Everett Spencer (The Messenger) says the group’s makeup enhances the multicultural influences and creative possibilities in their music, which includes originals and covers representing indie, folk, country and Americana roots. Mel Soul, who is a native of Micronesia and lives in Orem, is an accomplished singer/songwriter who has recorded under the Sony label. Brent Yo is guitarist as well as production engineer. Spencer runs Hi-Hat Studio in North Salt Lake. Spencer says his musical influences include Michael Jackson, Depeche Mode, David Bowie, Black Flag and Michael Hedges.

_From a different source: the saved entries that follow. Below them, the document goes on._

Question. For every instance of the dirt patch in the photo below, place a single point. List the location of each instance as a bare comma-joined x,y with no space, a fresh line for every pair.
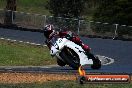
13,78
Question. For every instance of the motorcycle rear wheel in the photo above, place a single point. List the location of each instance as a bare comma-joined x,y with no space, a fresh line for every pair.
71,58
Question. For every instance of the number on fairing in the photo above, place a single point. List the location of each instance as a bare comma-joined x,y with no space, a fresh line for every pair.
60,40
56,45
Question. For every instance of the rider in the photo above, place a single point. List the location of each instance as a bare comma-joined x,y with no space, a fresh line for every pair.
49,33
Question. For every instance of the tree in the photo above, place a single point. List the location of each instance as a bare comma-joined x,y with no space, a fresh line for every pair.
114,11
66,8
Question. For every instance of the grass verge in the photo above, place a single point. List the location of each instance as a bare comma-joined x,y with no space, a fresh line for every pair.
65,84
20,54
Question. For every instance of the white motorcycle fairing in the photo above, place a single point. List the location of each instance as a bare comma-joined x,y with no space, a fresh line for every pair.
63,42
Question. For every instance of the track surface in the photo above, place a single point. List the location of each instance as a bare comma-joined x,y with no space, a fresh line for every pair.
120,51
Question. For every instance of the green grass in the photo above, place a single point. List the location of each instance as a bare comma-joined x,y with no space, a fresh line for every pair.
29,6
64,84
18,54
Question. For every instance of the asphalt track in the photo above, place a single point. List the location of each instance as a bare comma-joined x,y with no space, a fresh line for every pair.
119,50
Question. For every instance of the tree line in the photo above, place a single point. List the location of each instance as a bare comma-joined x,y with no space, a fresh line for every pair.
111,11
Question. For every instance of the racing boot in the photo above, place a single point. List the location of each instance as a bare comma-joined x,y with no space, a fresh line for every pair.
86,49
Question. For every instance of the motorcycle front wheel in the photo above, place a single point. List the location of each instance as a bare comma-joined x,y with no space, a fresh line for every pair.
70,57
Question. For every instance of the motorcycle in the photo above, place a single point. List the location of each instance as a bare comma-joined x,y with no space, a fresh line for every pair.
69,53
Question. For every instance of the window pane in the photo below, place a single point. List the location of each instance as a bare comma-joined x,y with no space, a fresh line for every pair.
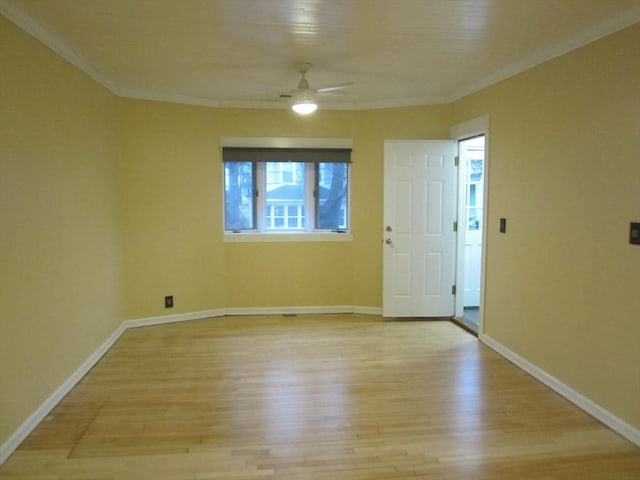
238,196
332,187
285,192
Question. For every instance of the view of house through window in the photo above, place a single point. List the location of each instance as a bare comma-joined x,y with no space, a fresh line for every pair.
286,196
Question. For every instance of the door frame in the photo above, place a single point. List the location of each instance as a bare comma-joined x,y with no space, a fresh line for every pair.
472,128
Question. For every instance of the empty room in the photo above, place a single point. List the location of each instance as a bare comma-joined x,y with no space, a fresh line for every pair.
279,240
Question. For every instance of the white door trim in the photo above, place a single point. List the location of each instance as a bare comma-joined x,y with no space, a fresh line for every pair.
470,128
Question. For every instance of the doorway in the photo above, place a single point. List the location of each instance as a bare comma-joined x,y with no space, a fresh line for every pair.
471,195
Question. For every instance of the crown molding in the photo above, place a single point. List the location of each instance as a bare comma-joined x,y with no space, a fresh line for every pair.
597,32
37,31
592,34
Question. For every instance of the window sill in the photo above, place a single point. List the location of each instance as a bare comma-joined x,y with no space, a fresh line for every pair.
287,237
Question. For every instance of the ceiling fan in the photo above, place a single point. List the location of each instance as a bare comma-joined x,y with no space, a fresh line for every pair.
303,98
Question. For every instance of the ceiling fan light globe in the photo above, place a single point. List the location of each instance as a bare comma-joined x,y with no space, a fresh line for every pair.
304,102
304,108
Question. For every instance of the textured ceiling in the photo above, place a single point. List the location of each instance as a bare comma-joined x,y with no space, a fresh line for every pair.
245,52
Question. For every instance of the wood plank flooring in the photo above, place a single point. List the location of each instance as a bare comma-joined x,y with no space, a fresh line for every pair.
331,397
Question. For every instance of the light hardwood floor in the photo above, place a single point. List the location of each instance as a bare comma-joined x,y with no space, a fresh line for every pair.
327,397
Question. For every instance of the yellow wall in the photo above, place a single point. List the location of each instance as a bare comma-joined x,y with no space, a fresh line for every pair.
60,251
172,197
562,289
110,204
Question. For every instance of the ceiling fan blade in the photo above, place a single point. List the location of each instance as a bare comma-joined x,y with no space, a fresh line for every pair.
332,88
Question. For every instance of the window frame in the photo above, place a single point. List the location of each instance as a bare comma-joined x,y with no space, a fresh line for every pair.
260,233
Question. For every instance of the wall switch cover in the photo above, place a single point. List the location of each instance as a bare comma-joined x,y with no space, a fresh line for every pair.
634,233
168,301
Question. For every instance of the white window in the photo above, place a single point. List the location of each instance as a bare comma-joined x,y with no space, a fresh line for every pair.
284,190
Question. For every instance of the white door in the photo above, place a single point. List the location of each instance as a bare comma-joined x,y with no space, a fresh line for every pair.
419,240
472,169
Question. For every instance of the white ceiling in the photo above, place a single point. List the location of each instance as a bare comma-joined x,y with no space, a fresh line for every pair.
244,52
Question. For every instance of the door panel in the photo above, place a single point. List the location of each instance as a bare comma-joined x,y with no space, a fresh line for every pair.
419,241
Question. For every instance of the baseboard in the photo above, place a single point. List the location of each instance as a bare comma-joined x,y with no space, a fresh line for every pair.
14,441
290,310
609,419
367,310
173,318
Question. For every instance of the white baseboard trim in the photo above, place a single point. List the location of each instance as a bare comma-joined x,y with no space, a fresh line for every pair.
609,419
367,310
290,310
174,318
14,441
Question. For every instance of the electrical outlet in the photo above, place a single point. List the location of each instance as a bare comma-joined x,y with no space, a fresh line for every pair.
168,301
634,233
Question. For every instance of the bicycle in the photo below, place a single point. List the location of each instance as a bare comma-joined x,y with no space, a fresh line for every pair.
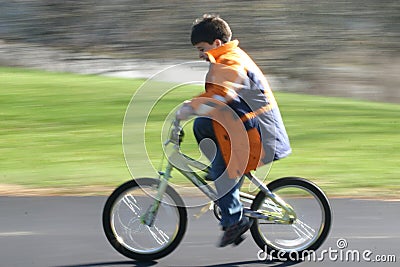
145,219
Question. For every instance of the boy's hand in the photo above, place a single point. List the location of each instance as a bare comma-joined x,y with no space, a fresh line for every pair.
185,111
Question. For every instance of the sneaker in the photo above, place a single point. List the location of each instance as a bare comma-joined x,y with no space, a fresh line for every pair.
233,234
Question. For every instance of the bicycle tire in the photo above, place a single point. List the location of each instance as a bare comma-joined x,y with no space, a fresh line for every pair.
326,219
117,241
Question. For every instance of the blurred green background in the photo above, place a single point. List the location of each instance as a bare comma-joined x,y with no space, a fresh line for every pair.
62,131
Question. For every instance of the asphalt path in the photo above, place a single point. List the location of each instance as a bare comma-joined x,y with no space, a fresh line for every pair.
67,232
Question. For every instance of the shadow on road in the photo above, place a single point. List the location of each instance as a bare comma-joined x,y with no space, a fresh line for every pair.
253,263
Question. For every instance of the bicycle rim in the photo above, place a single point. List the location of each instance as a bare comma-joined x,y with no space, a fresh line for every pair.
134,235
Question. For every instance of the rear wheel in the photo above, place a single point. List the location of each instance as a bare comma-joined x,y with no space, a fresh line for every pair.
309,230
124,229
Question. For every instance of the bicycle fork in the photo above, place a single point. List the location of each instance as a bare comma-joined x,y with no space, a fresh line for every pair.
283,213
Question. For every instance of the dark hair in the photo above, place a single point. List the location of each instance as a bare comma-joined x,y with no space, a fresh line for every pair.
209,28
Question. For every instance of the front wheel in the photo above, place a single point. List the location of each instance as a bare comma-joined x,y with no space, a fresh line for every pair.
123,226
307,233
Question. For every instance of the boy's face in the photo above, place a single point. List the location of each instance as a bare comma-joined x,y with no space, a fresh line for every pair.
203,47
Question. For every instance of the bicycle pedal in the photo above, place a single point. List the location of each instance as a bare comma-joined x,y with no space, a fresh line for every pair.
239,240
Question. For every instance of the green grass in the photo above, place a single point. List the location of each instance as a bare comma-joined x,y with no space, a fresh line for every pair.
64,131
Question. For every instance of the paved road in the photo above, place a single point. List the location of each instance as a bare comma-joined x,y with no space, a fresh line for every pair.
67,232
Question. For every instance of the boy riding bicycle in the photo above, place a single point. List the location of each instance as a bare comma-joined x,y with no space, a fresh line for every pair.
238,113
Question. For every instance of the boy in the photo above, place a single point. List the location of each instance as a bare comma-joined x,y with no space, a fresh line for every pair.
238,113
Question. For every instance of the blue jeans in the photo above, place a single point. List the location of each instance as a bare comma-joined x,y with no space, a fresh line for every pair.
227,188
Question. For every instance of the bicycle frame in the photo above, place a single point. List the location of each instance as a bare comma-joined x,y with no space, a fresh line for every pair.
282,212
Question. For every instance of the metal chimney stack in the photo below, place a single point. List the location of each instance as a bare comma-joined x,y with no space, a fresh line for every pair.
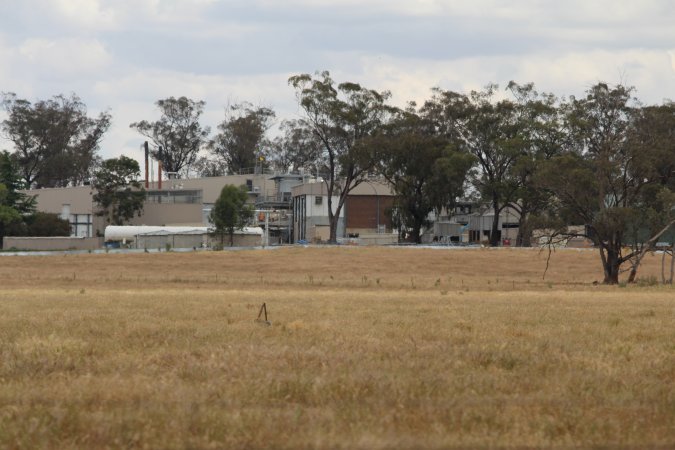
147,159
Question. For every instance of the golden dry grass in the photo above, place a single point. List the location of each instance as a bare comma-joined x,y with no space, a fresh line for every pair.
368,348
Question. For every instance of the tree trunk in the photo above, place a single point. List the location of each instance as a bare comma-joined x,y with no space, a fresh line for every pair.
524,237
494,232
416,235
333,221
612,264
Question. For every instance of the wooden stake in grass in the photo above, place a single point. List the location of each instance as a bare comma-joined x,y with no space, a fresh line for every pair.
260,320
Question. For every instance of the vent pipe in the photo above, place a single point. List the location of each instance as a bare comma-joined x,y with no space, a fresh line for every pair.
147,158
159,169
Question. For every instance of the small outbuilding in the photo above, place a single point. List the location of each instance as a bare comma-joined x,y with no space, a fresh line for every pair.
148,237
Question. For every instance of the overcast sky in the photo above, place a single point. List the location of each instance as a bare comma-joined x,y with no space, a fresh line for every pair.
123,55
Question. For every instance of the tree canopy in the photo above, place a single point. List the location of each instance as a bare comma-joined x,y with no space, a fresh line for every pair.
612,179
55,143
241,142
230,212
342,117
177,136
426,170
119,195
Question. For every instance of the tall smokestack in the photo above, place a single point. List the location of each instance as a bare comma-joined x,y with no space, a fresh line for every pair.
147,158
159,168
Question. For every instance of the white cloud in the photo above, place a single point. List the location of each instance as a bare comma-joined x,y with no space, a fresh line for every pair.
64,57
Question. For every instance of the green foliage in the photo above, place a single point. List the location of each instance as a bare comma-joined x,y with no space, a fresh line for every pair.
492,131
611,179
55,142
343,118
177,136
427,172
298,147
241,139
46,224
119,194
230,212
10,178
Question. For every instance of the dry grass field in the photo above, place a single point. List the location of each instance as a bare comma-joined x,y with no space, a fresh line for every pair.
367,348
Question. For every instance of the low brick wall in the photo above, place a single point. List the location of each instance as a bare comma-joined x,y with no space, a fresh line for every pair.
52,243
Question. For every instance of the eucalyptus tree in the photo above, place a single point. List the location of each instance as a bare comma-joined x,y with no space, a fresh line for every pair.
298,147
543,137
177,136
55,142
342,117
611,180
426,170
230,212
492,131
119,195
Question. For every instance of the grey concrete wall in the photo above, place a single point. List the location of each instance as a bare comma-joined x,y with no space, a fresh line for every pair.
52,243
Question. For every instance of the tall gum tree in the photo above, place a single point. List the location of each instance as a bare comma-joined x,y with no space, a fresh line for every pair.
177,136
492,132
55,142
342,117
425,169
543,138
611,180
241,140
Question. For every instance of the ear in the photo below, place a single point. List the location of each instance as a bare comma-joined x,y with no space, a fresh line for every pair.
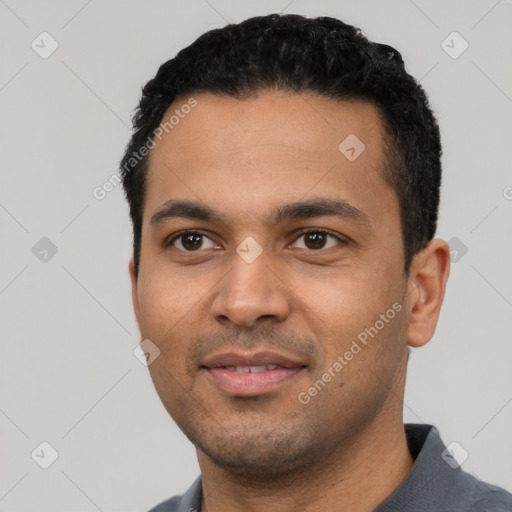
428,275
135,297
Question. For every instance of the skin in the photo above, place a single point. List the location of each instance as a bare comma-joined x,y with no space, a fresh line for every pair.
345,448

Spencer credits Mel Soul and Brent Yo as the true songwriters while he describes his own role, which includes managing three other bands, as akin to Barry Gordy, the Motown executive and founder. Mel Soul’s songs include Love Is Pain and Evolution of Wild Women, which references her Polynesian background and the generations of women who have come before her and the legacy that has taught her the wisdom of communicating love and good spirit through her art. Likewise, Good Woman, a song that Spencer says is emotional and sensitive, champions the integrity and presence of good women. Mel Soul and Brent Yo are familiar performers to the local LGBTQ+ community as well.

Spencer says their upcoming performance, their first at the Utah Arts Festival, will mix ballads with fast-paced songs. Their set list includes song originals and covers such as Lights Down Low, Ain’t No Sunshine/Another Son, Mas World, Brave, Billy Jean/Don’t Let Me Down, Wicked Games, Bliss I Hear, Relativity and Cjam.

La Calavera (Aug. 29, 4 p.m., Park Stage)

Since 2015 when, as Victor Viveros describes, “a bunch of friends interested in and inspired by the metal band sound and Mexican banda rock, decided to come together,” La Calavera has cultivated a solid local presence. He says the pandemic has given the band the opportunity to hone its sound through rehearsal and songs they wrote and shared online during the most extensive period of social distancing.

Their Utah Arts Festival appearance will be the first formal show since the pandemic and the band members are excited about finally returning to the stage, Viveros adds. Each member brings his particular inspiration to the sound of the band, with influences from ska, punk, banda, classic metal and heavy metal. They also performed in 2019 at the Arts Festival. The band alternates between mellow ballads and energetic guitar melodic riffs with appealing chorus sections.